Y: “But we are all different. Each one of us is different. And God couldn’t be in the image of just one of us. So —-

Long silence.

 

Y:  Maybe we’re different from each other like the pieces in my jigsaw puzzle!  So you would have to fit all the pieces together.”

Silence.

Y: “And if you fit us all together, we would be a community, and a community is more like God!”

 

Arthur: (Silently): [Wow! Maybe I should resign from the midrash business!]

 

For me, this teaching is worthy of standing alongside two ancient midrashim about the Image.

One was from the ancient rabbis, living under the Roman Empire, who said: “When Caesar puts his image on a coin, all the coins come out identical. When the Holy One Who is beyond all rulers puts the Divine Image on the ‘coins’ of human beings – each of the coins come out unique.” {Babylonian Talmud, Sanhedrin 38a (Soncino transl., p. 240]

Already this is a teaching about the irreducible dignity and worth of every human being, and how limited is the power of Caesar – of governmental authority — even when it seems most tyrannical, most absolute.

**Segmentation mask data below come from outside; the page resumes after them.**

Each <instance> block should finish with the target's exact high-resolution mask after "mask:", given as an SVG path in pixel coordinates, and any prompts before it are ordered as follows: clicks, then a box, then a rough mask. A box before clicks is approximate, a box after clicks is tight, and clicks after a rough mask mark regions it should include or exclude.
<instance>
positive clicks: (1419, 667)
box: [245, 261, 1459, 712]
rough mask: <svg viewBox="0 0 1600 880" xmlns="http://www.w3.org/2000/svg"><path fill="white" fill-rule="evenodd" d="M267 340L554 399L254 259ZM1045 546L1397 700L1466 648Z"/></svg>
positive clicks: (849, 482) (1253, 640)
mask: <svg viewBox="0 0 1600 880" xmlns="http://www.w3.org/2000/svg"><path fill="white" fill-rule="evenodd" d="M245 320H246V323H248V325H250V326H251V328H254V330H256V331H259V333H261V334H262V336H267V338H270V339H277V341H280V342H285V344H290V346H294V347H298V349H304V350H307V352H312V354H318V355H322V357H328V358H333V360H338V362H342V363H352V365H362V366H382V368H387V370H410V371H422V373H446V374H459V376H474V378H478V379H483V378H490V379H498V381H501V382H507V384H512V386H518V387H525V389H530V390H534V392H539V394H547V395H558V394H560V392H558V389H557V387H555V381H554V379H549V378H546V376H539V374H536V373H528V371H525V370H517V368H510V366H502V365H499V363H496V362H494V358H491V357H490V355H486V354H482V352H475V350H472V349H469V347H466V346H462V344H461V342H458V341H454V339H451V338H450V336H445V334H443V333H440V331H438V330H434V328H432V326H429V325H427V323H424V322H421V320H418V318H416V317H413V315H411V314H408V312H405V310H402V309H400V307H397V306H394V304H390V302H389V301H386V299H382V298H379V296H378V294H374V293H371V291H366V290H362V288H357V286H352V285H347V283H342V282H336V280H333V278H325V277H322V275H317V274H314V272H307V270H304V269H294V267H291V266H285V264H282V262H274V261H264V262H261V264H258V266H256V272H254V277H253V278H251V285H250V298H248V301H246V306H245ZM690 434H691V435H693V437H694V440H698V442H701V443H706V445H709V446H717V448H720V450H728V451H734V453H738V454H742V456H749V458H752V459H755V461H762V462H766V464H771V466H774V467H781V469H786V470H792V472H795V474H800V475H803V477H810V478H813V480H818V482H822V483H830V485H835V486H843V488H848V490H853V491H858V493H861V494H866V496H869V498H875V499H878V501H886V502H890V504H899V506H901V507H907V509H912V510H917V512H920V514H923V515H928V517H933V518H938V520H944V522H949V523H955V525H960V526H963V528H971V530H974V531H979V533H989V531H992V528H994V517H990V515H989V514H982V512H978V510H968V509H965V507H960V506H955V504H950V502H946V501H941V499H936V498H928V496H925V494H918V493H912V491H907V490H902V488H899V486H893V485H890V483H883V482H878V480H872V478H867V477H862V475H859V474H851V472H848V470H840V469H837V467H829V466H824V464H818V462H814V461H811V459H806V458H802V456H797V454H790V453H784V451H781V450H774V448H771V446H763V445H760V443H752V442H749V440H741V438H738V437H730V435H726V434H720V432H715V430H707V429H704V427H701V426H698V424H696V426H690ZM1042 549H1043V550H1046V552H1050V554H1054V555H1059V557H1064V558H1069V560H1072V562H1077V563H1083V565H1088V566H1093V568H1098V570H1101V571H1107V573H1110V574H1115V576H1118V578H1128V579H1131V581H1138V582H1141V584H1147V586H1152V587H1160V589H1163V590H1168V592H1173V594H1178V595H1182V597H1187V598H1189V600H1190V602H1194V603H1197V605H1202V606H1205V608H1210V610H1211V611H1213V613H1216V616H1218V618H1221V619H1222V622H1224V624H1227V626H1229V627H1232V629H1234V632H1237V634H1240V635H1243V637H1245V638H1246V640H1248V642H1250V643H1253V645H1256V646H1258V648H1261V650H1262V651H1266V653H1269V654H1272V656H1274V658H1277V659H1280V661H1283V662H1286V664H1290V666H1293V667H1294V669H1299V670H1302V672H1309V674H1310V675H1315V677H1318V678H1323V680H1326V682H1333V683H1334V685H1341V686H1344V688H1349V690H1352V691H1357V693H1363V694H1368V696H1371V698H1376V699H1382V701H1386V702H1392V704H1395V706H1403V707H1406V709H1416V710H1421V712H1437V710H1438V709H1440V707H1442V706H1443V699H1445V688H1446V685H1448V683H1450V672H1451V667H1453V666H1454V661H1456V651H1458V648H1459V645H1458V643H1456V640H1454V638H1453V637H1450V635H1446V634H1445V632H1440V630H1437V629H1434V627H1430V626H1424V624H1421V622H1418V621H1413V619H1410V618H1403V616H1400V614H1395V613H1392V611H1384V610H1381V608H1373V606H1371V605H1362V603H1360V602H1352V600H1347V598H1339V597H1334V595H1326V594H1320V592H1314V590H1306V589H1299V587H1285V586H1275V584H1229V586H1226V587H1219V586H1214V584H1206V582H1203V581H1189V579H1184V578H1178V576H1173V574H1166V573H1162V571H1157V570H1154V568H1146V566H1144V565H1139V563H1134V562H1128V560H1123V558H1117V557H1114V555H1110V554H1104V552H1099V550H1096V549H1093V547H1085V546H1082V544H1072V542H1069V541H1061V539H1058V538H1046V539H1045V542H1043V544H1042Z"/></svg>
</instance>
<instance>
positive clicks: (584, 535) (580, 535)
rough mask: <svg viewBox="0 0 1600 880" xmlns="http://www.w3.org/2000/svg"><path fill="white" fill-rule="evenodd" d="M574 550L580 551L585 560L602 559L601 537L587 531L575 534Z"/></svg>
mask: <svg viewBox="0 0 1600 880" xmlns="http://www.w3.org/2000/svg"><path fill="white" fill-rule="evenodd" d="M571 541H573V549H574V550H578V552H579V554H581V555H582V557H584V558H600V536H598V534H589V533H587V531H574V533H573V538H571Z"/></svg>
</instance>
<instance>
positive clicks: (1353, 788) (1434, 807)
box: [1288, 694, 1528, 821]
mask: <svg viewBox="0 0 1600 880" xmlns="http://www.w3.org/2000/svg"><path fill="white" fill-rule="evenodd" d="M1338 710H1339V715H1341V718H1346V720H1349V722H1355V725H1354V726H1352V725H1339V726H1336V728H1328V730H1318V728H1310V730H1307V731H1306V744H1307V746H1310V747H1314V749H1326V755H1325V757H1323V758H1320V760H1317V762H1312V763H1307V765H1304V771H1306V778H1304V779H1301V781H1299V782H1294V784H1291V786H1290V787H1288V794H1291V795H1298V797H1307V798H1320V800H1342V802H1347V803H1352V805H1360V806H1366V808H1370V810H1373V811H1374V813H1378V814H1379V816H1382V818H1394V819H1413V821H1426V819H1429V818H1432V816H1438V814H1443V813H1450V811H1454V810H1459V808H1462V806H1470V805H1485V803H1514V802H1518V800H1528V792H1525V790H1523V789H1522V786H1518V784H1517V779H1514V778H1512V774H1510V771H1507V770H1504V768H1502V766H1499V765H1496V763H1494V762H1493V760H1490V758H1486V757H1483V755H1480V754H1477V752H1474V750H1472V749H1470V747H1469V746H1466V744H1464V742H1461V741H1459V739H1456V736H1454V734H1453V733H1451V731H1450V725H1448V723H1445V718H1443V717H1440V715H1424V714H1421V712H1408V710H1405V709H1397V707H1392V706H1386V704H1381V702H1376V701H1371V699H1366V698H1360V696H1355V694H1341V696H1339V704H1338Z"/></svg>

And in this light, I honor a new understanding of what many have thought a puzzling teaching by Rabbi Jesus, reported in the Gospels:

Some of his more conventional colleagues who were troubled by his radical vision demanded whether Jesus thought the people should pay taxes with a Roman coin. When he asked, “Whose image is on this coin?” his accosters answered, “Caesar’s!” According to the written story, he responded – “Then give to Caesar what is Caesar’s and to God what is God’s!”

Puzzling? Yes, until you set this in the milieu of the rabbinic teaching I have just reported, which Rabbi Jesus certainly would have known.

What the story does not mention — but may well have happened, it might have been too radical to report — is that he may have put his arm on the shoulder of his questioner and said, “And whose Image is on this coin?”

When they realized he was reminding them that God’s Image was on them and of course on every human being, that they and all the people should give their whole selves to God and only dross to Caesar, they went away to think again.

Perhaps we too should think and feel more deeply about the limits on our responsibilities to Caesar. Or Pharaoh. Or any Prime Minister or President or Congress or Corporation CEO or Knesset or Supreme Ayatollah.

Is it chutzpadik of me, or simply the family pleasure of kvelling, to set Yonit’s teaching of the jigsaw puzzle alongside the Rabbis (including Rabbi Jesus)? I think Yonit intuited their point about the uniqueness of every individual –- and then took one more step. They had celebrated the human individual vs. Caesar. She is pointing toward the necessity of connecting those individuals in community; the Divine Image is not truly fulfilled by all those unique Images until they fit together.

Put the Talmud, the Gospels, and the wisdom of an eight-year-old Yonit side by side. They intertwine. The sacred individual, the sacred community, sacred resistance to the tyranny of a Caesar. We think again about God, the Image, the community, the jigsaw puzzle of humanity and earth.

For a further discussion of the “Image” teaching and other aspects of the Creation story, please click to other essays in
http://www.theshalomcenter.org/taxonomy/term/64 <https://theshalomcenter.org/sites/all/modules/civicrm/extern/url.php?u=1719&qid=735240>

And  more important, try never to forget that each one of us, unique, is one of the faces of God — not despite our differences but because of them. That each one of us, unique, is part of that Beloved Community which comes into being when we fit the jigsaw pieces together.

With blessings for the spiral of creation in our lives —  for drawing on our ancient wisdom to make new wisdom for today.